Je pense que c'était un lundi parce que maman avait fait la lessive le matin, « la bugade », et durant toute mon enfance j'ai entendu la lessiveuse crachoter sur le feu tous les lundi matins, jour de lessive.
L'après midi c'était la phase « éclaircissage » oui c'est ainsi qu'on disait, traduisez" rinçage". Bien sûr nous n'avions pas l'eau courante à la maison, aussi ma mère avait chargé la lessiveuse sur la brouette de même que la planche à deux pieds qu'elle installerait au bord de la mare.

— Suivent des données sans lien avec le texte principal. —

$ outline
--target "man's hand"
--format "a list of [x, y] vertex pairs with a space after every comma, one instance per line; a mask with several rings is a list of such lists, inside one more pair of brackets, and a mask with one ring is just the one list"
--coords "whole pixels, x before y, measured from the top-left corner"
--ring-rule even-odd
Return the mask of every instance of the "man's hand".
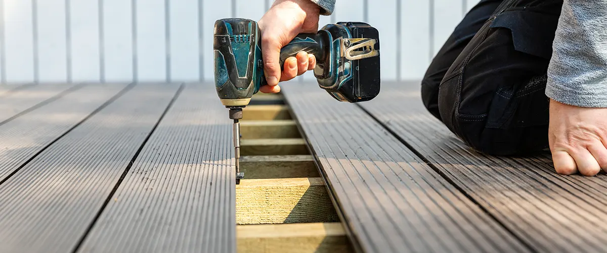
[[557, 172], [594, 176], [607, 170], [607, 108], [551, 100], [548, 140]]
[[316, 59], [306, 52], [287, 58], [282, 73], [279, 62], [280, 49], [296, 36], [317, 32], [320, 12], [320, 7], [310, 0], [276, 0], [257, 22], [262, 33], [263, 72], [268, 84], [262, 86], [260, 92], [278, 92], [279, 81], [290, 80], [314, 68]]

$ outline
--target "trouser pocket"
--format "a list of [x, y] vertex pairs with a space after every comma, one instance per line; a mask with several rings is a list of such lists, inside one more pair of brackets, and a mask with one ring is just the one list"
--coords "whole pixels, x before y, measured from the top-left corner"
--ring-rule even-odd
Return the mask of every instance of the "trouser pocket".
[[[492, 153], [546, 146], [544, 90], [558, 18], [507, 10], [481, 28], [441, 84], [439, 109], [452, 131]], [[539, 136], [529, 139], [529, 131]]]

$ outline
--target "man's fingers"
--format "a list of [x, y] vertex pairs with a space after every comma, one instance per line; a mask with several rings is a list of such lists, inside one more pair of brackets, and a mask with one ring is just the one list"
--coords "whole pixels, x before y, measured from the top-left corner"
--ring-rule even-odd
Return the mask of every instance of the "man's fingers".
[[588, 151], [599, 163], [599, 166], [603, 170], [607, 171], [607, 149], [602, 143], [594, 143], [588, 146]]
[[304, 51], [297, 53], [297, 75], [302, 75], [308, 71], [308, 53]]
[[577, 172], [577, 165], [575, 160], [565, 151], [555, 151], [552, 152], [552, 163], [557, 173], [571, 175]]
[[578, 149], [571, 153], [575, 160], [577, 170], [585, 176], [594, 176], [601, 171], [601, 166], [587, 149]]
[[263, 93], [277, 93], [280, 91], [280, 86], [270, 86], [269, 85], [265, 85], [259, 87], [259, 91]]
[[316, 58], [314, 55], [308, 55], [308, 70], [311, 70], [316, 67]]
[[274, 86], [278, 84], [280, 78], [280, 66], [279, 60], [280, 57], [280, 44], [277, 38], [272, 35], [276, 34], [273, 31], [266, 31], [262, 35], [262, 58], [263, 59], [263, 73], [268, 85]]
[[289, 81], [297, 76], [297, 59], [295, 57], [289, 57], [285, 61], [284, 70], [280, 76], [280, 81]]

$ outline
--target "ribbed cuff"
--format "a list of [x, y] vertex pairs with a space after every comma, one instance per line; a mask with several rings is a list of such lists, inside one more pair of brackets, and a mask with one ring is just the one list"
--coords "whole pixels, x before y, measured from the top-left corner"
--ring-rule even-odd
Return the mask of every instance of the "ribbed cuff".
[[320, 7], [320, 15], [329, 16], [333, 13], [335, 0], [310, 0]]
[[[607, 82], [580, 86], [565, 86], [549, 84], [546, 86], [546, 95], [557, 102], [580, 107], [607, 107]], [[574, 89], [572, 89], [574, 88]]]

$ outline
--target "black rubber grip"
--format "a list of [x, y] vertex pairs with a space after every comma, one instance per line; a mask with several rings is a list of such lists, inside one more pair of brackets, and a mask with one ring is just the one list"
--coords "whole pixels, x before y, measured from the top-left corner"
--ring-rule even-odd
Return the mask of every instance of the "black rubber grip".
[[319, 59], [324, 59], [323, 55], [324, 51], [322, 46], [320, 36], [314, 33], [300, 33], [296, 36], [289, 44], [287, 44], [280, 49], [280, 70], [283, 70], [285, 67], [285, 61], [291, 56], [295, 56], [298, 53], [305, 51], [308, 53], [314, 55], [317, 61]]

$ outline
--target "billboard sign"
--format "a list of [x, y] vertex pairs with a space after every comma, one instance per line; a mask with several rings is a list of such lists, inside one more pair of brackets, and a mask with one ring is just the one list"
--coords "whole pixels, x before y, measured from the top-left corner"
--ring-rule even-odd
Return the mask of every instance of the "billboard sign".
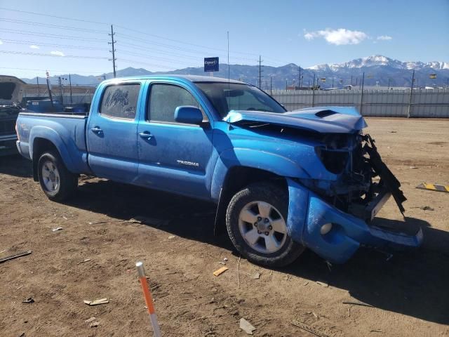
[[217, 72], [218, 58], [204, 58], [204, 72]]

Avant de partir elle m'avait donné une cuisse froide du poulet rôti de midi, c'était là mon 4 heures.
Je la grignotais donc avec grand plaisir tout en trottinant à ses cotés. Nous avions emprunté un chemin étroit et boueux qui nous conduirait au jardin où se trouvait la mare -lavoir. Je me souviens que les rafales de vent étaient parfois tellement fortes qu'elles gonflaient mon tablier, me poussaient vers la haie et m'empêchaient d'avancer. Maman faisait alors une halte avec la brouette et nous riions toutes deux.
A cette époque ma mère suffisait totalement à mon bonheur, je ne la quittais pas et la suivait partout comme un petit poussin suit sa mère.
Arrivées au bord de la mare, elle avait installé la planche dans l'eau noire glacée, elle avait chaussé de hautes bottes en caoutchouc puisqu'elle travaillait les pieds dans l'eau. Elle trempait les vêtements savonnés encore fumants dans l'eau verdâtre, ensuite elle les tordait, les tapait sur la planche, répétant ces gestes plusieurs fois jusqu'à ce que l'eau qui sortait de la pièce lavée soit parfaitement claire euh ! enfin sans trace de savon plus exactement.
Je n'avais pas le droit de m'approcher de l'eau mais de toute façon cette étendue noire que je trouvais immense me faisait très peur, je m'attendais toujours à en voir sortir des monstres terrifiants.
J'étais donc installée dans la brouette et je rongeais consciencieusement ma cuisse de poulet.
Maman qui venait chercher des torchons dans la lessiveuse m'avait demandé plusieurs fois d'arrêter de sucer cet os.
-C'est dégoutant, jette-le!
Je crois que j'entends encore le « non » strident que je hurlais à chacune de ses demandes.
Je continuais donc à suçoter, tétouiller, rogner avec délectation le pilon totalement décharné.
A moment donné, alors qu'elle venait une nouvelle fois chercher une pièce à rincer, ma mère agacée m'a arraché l'os des mains et l'a lancé très loin dans la mare.
J'ai pleuré, hurlé, trépigné, j'ai même commencé à avancer dans la mare noire pour récupérer mon précieux trésor.
Je ne me souviens pas si l'épisode s'est soldé par une claque ou par un gros câlin, en tout cas en écrivant ce texte je viens soudain de comprendre pourquoi j'aime tant le poulet rôti.
Et CHUT ! Uniquement si je suis seule, loin de tout regard, il m'arrive encore de ronger l'os de la cuisse avec délectation.